Homer & Langley
For a review suited to this journal, it is well to begin by pointing out that the novel is not, and does not claim to be, an entirely factual biography of the Collyer brothers, who lived out their lives in a dark and decaying New York mansion surrounded by 130 tons of junk and old newspapers. (Interested readers may consult Wikipedia and other Google citations for the authentic background. For instance, the brothers, in fact, died in 1947 although Doctorow has them living on into the 1970s.)
But departures from fact should deter no one from relishing this fascinating meditation on the human condition. The story is narrated by Homer, the blind brother—appropriately a blind singer of tales, although his canvas is not epic but miniature. Through his words, we see the two young men, popular and sociable in the beginning, gradually retreat into eccentricity, reclusiveness, misanthropy, turning their parents’ luxurious home into a rat’s nest, a lonely fortress, and ultimately into a tomb.
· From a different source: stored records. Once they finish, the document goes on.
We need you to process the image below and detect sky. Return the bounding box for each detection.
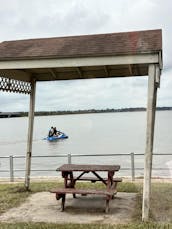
[0,0,172,112]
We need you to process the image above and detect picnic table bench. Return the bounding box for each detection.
[50,164,122,213]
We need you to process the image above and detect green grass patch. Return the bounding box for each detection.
[0,223,172,229]
[0,182,172,229]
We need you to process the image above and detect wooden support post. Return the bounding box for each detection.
[142,64,159,221]
[25,80,36,190]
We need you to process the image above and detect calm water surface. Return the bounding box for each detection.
[0,111,172,176]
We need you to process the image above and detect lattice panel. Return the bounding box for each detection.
[0,77,32,94]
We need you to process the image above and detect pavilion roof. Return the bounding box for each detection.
[0,29,162,60]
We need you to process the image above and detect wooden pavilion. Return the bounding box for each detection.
[0,30,162,221]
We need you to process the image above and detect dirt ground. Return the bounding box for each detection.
[0,192,137,224]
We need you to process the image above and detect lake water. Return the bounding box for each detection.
[0,111,172,177]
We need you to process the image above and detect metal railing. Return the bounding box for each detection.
[0,152,172,182]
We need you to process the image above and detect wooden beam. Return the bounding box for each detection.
[0,69,32,82]
[0,53,159,69]
[142,64,157,221]
[103,66,109,77]
[128,64,133,76]
[25,80,36,190]
[155,65,161,88]
[76,67,83,78]
[49,68,58,80]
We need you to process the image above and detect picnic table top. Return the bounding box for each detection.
[56,164,120,172]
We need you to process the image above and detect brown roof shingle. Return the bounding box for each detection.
[0,29,162,60]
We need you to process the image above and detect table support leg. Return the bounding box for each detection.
[61,194,66,212]
[105,198,109,213]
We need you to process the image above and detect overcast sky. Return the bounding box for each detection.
[0,0,172,111]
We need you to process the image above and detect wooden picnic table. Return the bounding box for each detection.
[51,164,122,212]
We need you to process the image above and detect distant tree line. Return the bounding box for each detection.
[0,107,172,118]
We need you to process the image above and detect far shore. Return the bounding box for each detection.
[0,107,172,118]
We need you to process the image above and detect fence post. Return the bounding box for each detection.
[130,153,135,181]
[67,153,72,164]
[10,156,14,182]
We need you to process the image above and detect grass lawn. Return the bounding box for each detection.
[0,182,172,229]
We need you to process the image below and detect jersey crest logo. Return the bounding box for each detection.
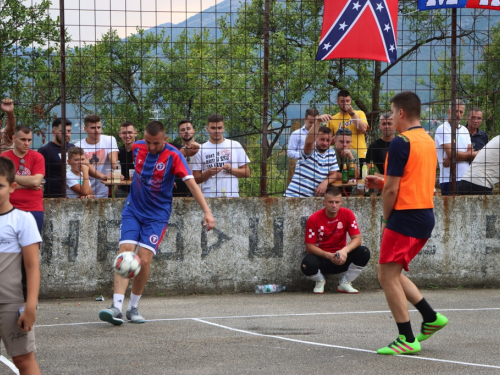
[398,134,410,143]
[149,234,158,245]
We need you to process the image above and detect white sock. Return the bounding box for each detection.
[339,263,364,284]
[127,293,141,310]
[113,293,125,311]
[306,271,325,281]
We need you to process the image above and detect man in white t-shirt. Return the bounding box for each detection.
[75,115,118,198]
[286,108,319,160]
[434,99,477,195]
[457,135,500,195]
[191,114,250,197]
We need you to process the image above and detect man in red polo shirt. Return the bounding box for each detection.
[366,91,448,355]
[2,125,45,234]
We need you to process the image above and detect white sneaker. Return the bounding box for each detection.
[337,282,358,294]
[313,278,326,294]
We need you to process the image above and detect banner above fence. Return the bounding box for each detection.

Homer and Langley have been diagnosed posthumously as victims of obsessive-compulsive disorder, but Doctorow invests their condition with the trappings of a cockeyed philosophy. Thus, Langley collects newspapers by the ton in an effort to reduce all the world’s news items to their Platonic forms, which he will publish in a universal newspaper valid for all time. And Homer’s narrative voice, ever tolerant, sensitive, and affectionate, works a kind of magic on this craziness, drawing us into their solipsistic world until the abnormal begins to seem eerily normal.
Unlike the author’s Ragtime or The March, this small book tells a very small story, but one that is wonderfully imagined, deeply felt, and wise.